After cooking my 3 course dinner in 3 1/2 minutes, using my electric toothbrush that promises only a minute of scrubbing is needed, and waiting 4 minutes for an album to finish downloading because my internet was being slow, I laid back and opened The Economist.  Not too much later I checked my watch and couldn't believe my eyes.  A whole three minutes had passed and I was just getting to the bottom of the first page.

While everything else is moving along faster, and faster, the art of reading has kept its pace like a disciplined runner.  While the information you get is being hunted and gathered at an unprecedented rate, the mental digestion process hasn't changed a bit.  And like food, data spoils and is best eaten fresh.

When up to the minute information is just too fast for the "wait a minute" reader like myself, something needs to change.  I started skipping some articles in the publications I subscribe to recently, a practice I pledged to avoid.  Reading two week old economic indicators, and hearing about how Dominique Strass Kahn can get a little touchy for the fourth time in a row, I couldn't help but notice how so much information has such a short shelf life.  As new issue upon new issue piled up, I found myself rushing through articles like they were instructions to diffusing a ticking time bomb.  I was reading more, understanding less, and mispronouncing a lot of words in my head.  To my dismay, I would get to a new issue and find articles similarly crafted, and changed only in that they were more updated.  I had to question my approach and figure out a new way to read.

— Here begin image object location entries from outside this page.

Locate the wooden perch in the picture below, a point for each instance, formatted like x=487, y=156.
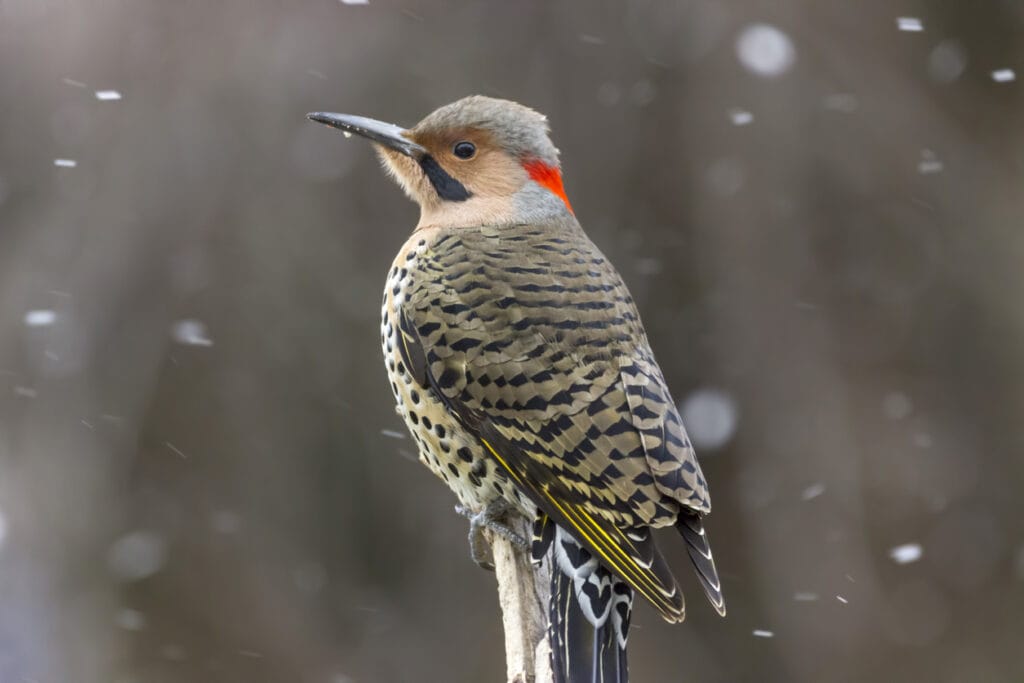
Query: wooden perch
x=523, y=594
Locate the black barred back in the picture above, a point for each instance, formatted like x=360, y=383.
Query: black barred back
x=531, y=327
x=522, y=344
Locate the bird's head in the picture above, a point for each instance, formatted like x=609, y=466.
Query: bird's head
x=477, y=161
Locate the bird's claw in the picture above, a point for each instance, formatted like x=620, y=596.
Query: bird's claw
x=488, y=518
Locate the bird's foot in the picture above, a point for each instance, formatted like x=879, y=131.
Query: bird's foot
x=488, y=518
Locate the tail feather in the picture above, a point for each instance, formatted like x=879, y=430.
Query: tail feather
x=697, y=546
x=590, y=616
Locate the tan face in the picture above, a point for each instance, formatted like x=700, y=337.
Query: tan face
x=462, y=166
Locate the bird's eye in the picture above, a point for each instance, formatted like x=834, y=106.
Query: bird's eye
x=464, y=150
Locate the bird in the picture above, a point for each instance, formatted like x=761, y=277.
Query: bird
x=521, y=368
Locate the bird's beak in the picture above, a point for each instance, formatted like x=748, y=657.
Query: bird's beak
x=389, y=135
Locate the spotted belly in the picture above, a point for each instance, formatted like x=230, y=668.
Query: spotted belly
x=446, y=449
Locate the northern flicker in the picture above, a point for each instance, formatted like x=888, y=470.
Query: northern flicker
x=518, y=360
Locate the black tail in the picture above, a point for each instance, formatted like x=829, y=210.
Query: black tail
x=699, y=549
x=589, y=619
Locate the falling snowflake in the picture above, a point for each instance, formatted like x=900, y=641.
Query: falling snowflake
x=765, y=50
x=907, y=553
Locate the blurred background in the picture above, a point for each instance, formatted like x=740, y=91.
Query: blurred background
x=817, y=205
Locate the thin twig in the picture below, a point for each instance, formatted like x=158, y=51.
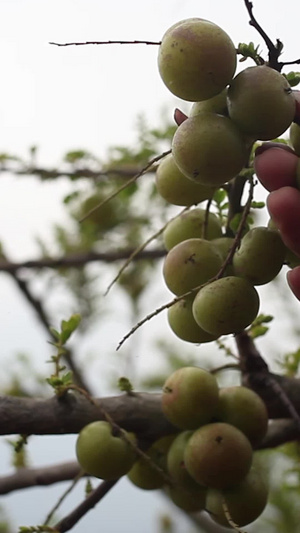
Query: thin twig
x=129, y=182
x=157, y=43
x=63, y=497
x=86, y=505
x=274, y=50
x=140, y=248
x=214, y=278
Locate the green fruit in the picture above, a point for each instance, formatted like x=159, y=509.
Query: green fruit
x=103, y=455
x=295, y=137
x=261, y=103
x=175, y=462
x=245, y=410
x=183, y=324
x=196, y=60
x=191, y=500
x=245, y=502
x=217, y=104
x=145, y=476
x=260, y=256
x=218, y=456
x=227, y=305
x=176, y=188
x=190, y=264
x=209, y=149
x=190, y=397
x=191, y=225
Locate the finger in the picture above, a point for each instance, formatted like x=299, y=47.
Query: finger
x=293, y=277
x=276, y=167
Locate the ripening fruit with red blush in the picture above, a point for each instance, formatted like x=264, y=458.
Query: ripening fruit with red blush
x=276, y=167
x=196, y=59
x=209, y=149
x=244, y=409
x=218, y=455
x=261, y=102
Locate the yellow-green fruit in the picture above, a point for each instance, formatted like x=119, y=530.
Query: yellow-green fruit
x=260, y=256
x=245, y=502
x=102, y=454
x=196, y=59
x=190, y=397
x=209, y=149
x=191, y=225
x=261, y=103
x=227, y=305
x=175, y=462
x=176, y=188
x=190, y=264
x=218, y=455
x=244, y=409
x=191, y=500
x=295, y=137
x=217, y=104
x=183, y=324
x=143, y=474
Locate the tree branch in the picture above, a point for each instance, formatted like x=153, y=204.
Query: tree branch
x=23, y=478
x=140, y=413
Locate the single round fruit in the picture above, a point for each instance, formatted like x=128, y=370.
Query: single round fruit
x=261, y=103
x=245, y=502
x=227, y=305
x=191, y=225
x=183, y=324
x=143, y=474
x=245, y=410
x=103, y=455
x=176, y=188
x=175, y=462
x=196, y=59
x=190, y=264
x=217, y=104
x=218, y=455
x=295, y=137
x=209, y=149
x=260, y=256
x=190, y=397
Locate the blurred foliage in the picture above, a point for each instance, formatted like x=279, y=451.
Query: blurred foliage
x=124, y=223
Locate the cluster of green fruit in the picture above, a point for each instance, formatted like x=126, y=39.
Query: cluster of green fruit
x=210, y=459
x=226, y=305
x=197, y=62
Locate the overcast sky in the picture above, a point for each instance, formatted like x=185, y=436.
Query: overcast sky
x=88, y=97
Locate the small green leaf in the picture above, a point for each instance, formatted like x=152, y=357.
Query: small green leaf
x=125, y=385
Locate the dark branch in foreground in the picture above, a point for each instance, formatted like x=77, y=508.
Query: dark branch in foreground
x=279, y=432
x=274, y=50
x=91, y=500
x=80, y=259
x=157, y=43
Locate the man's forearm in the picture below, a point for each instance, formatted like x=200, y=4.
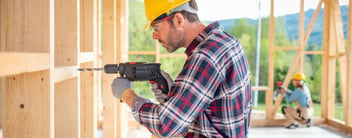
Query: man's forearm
x=129, y=97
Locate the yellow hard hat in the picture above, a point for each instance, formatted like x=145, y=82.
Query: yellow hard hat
x=155, y=8
x=299, y=76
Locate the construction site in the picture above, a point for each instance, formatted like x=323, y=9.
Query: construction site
x=43, y=95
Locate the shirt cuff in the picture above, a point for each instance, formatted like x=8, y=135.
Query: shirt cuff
x=137, y=104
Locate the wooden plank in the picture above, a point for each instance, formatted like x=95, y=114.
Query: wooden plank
x=65, y=73
x=280, y=122
x=13, y=63
x=286, y=48
x=348, y=118
x=301, y=37
x=109, y=57
x=142, y=52
x=88, y=80
x=314, y=52
x=67, y=92
x=29, y=96
x=122, y=55
x=67, y=109
x=340, y=42
x=269, y=93
x=331, y=84
x=324, y=75
x=88, y=103
x=84, y=57
x=25, y=104
x=312, y=21
x=173, y=55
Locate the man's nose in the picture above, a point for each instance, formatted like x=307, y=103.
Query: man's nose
x=155, y=35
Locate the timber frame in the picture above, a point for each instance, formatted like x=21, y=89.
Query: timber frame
x=41, y=48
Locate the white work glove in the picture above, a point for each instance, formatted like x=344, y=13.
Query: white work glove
x=159, y=95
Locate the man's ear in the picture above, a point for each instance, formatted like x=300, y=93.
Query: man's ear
x=179, y=20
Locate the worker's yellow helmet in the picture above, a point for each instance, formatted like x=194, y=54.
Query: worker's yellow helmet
x=299, y=76
x=156, y=8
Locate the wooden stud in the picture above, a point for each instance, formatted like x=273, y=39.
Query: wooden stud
x=12, y=63
x=340, y=42
x=88, y=80
x=331, y=62
x=324, y=75
x=67, y=92
x=301, y=37
x=142, y=52
x=29, y=96
x=348, y=117
x=269, y=93
x=121, y=51
x=109, y=57
x=286, y=48
x=312, y=21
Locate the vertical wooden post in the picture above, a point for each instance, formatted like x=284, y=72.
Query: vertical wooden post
x=269, y=93
x=89, y=42
x=29, y=96
x=331, y=63
x=348, y=118
x=301, y=36
x=121, y=56
x=340, y=43
x=109, y=57
x=67, y=92
x=325, y=58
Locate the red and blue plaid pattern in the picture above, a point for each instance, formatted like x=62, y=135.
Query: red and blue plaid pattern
x=211, y=95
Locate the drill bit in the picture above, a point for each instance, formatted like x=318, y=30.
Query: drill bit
x=90, y=69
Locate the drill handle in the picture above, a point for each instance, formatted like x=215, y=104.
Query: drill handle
x=162, y=84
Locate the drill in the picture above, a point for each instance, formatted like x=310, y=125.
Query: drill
x=136, y=71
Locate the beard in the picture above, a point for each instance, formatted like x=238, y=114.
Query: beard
x=175, y=39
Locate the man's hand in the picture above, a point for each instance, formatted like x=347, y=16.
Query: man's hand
x=159, y=95
x=119, y=87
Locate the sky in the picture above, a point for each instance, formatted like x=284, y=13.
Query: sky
x=231, y=9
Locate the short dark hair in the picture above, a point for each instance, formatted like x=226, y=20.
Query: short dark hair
x=191, y=17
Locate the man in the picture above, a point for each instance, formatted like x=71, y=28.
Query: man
x=301, y=95
x=211, y=95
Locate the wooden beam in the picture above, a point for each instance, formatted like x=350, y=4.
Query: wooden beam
x=301, y=36
x=67, y=92
x=312, y=21
x=109, y=57
x=331, y=71
x=286, y=48
x=25, y=28
x=269, y=93
x=65, y=73
x=348, y=117
x=325, y=58
x=173, y=55
x=122, y=56
x=13, y=63
x=88, y=80
x=84, y=57
x=141, y=52
x=314, y=52
x=340, y=42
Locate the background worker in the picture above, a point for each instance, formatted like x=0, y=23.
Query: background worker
x=211, y=95
x=301, y=95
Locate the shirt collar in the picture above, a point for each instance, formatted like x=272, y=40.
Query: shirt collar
x=200, y=37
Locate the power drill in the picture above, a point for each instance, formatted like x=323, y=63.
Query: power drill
x=136, y=71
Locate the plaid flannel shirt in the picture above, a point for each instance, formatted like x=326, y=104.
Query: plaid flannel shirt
x=211, y=95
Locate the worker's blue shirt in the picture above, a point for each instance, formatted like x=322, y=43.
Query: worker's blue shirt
x=302, y=96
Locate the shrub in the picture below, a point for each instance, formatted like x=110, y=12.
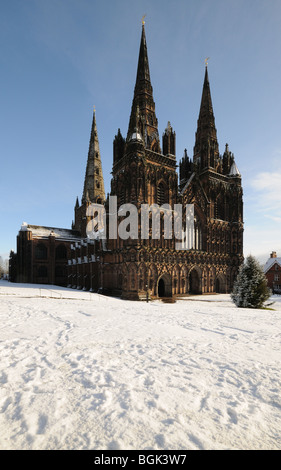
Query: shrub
x=250, y=288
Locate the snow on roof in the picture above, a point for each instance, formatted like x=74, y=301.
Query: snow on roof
x=39, y=231
x=270, y=262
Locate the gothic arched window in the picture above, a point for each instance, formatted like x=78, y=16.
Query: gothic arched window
x=160, y=194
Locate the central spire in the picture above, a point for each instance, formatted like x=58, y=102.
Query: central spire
x=206, y=144
x=143, y=118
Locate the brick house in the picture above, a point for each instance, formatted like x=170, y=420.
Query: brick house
x=272, y=271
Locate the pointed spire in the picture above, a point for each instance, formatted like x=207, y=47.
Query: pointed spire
x=143, y=117
x=206, y=144
x=93, y=184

What I've begun to do is look at "Contents" pages of magazines I haven't gotten to and trying to have a more balanced reading diet.  I found in most cases that just reading an article from the latest issue did fairly well at covering all the preceding issues and was far more efficient.  Of course the unfortunate side of this is the missed anecdotes, unappreciated verbal flourishes, and undiscovered interpretations that come along with such a diet.  For someone who appreciates alliteration as much as apple pie, it's just a bit like missing out on dessert.

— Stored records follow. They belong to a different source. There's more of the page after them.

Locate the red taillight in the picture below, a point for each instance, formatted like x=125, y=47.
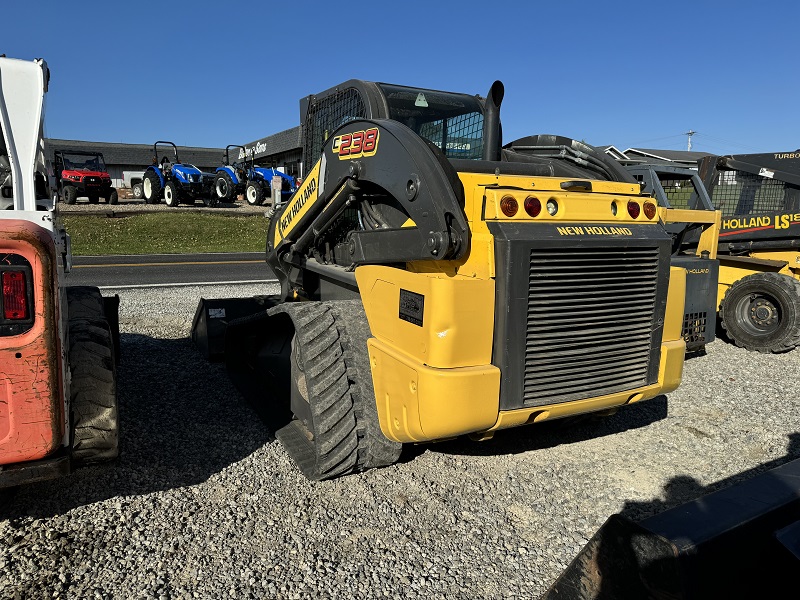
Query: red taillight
x=509, y=206
x=532, y=206
x=15, y=300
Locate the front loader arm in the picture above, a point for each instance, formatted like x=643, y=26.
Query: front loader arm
x=408, y=198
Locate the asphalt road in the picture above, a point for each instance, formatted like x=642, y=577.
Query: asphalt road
x=165, y=270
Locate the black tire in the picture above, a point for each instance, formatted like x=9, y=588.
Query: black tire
x=70, y=194
x=761, y=312
x=224, y=189
x=172, y=195
x=151, y=188
x=84, y=302
x=93, y=392
x=254, y=193
x=330, y=369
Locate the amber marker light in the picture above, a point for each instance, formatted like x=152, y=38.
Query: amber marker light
x=509, y=206
x=532, y=206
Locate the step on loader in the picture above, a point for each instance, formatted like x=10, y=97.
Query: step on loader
x=435, y=283
x=58, y=344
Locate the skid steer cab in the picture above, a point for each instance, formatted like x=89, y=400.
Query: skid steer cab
x=176, y=182
x=243, y=176
x=58, y=345
x=436, y=283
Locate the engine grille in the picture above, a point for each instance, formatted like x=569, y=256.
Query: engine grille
x=589, y=322
x=694, y=328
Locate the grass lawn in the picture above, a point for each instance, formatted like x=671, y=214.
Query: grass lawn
x=165, y=233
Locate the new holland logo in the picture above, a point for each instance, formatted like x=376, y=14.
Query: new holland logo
x=356, y=144
x=593, y=231
x=297, y=205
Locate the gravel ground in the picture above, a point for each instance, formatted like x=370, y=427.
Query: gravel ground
x=203, y=503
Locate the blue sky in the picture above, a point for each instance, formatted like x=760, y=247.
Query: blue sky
x=625, y=73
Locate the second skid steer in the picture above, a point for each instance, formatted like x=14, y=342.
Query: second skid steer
x=435, y=284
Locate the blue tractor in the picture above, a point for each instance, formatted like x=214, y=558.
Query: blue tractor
x=176, y=182
x=247, y=178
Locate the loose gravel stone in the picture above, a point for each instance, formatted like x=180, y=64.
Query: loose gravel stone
x=204, y=503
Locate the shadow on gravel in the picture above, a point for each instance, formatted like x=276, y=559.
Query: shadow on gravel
x=740, y=542
x=181, y=421
x=684, y=488
x=552, y=434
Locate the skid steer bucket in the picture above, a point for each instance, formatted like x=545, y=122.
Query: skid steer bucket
x=213, y=315
x=740, y=542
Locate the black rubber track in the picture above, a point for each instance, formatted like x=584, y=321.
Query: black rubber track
x=93, y=392
x=785, y=291
x=84, y=302
x=345, y=434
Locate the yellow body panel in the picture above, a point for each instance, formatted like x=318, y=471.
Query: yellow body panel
x=418, y=403
x=458, y=315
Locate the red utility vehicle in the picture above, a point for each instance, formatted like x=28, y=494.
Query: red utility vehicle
x=83, y=174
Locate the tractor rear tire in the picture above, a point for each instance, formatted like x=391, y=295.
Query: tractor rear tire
x=172, y=196
x=151, y=188
x=93, y=392
x=84, y=302
x=330, y=371
x=223, y=187
x=254, y=193
x=761, y=312
x=70, y=194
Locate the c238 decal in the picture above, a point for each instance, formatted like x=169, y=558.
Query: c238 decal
x=356, y=144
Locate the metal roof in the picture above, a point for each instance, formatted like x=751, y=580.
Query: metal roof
x=278, y=143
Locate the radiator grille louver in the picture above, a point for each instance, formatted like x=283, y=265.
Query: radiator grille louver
x=589, y=322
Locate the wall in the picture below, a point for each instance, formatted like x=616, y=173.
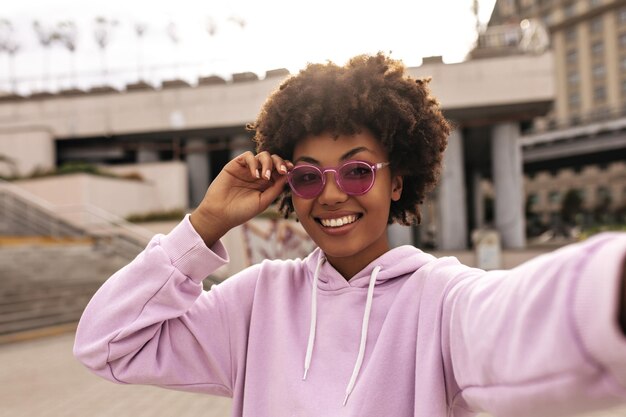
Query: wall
x=168, y=178
x=30, y=150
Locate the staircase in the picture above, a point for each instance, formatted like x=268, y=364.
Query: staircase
x=44, y=286
x=51, y=264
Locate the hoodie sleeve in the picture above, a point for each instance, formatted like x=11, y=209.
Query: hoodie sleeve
x=542, y=339
x=151, y=322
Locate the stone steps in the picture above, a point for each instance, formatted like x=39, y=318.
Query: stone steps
x=48, y=285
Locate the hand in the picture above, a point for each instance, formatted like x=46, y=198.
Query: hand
x=245, y=187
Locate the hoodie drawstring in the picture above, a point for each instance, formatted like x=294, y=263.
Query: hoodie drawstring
x=309, y=348
x=364, y=327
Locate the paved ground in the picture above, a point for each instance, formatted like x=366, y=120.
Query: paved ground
x=40, y=378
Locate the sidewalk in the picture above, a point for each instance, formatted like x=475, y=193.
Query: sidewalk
x=40, y=378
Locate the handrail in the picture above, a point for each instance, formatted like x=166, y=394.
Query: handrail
x=60, y=212
x=108, y=217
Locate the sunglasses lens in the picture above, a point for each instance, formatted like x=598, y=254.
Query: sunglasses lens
x=306, y=181
x=356, y=177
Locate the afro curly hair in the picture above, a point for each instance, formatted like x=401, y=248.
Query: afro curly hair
x=369, y=92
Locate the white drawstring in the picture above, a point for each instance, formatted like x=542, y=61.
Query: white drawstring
x=366, y=319
x=309, y=348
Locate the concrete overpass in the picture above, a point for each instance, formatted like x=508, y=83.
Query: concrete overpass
x=488, y=100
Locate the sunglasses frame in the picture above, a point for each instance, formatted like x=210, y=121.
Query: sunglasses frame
x=335, y=171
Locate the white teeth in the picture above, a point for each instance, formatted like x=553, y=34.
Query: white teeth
x=338, y=222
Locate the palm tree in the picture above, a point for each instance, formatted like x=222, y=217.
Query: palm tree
x=46, y=37
x=140, y=31
x=172, y=33
x=67, y=33
x=9, y=44
x=102, y=34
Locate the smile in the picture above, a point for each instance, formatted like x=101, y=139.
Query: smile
x=341, y=221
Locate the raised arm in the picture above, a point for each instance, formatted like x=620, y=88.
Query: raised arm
x=543, y=339
x=151, y=322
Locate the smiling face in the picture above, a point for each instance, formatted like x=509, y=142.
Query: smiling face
x=351, y=230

Data is coming out faster.  This doesn't only mean more of it is available, but also that more of it is pointless.  Some information is only worth it when it's fresh off the press or out of the proverbial oven.  Current events isn't always best read like a novel.  As dinners are getting zapped to pseudo-perfection in minutes, and movies streamed in seconds, the opportunity cost of old fashioned reading is sky-rocketing.  Not only can you do more than ever in the time that it takes to read a page on your favorite news site, but what you might be reading is going to spoil faster.  Like obesity became a bigger problem as food was hunted and gathered with new technology, so has information overload.  Similarly, as more unhealthy food options became available, data's fast food equivalent is out there and growing.   I'm trying different information diets to keep in shape and its a work in progress.  If you take a look, you might just find you're filling up on something lacking any nutritional value.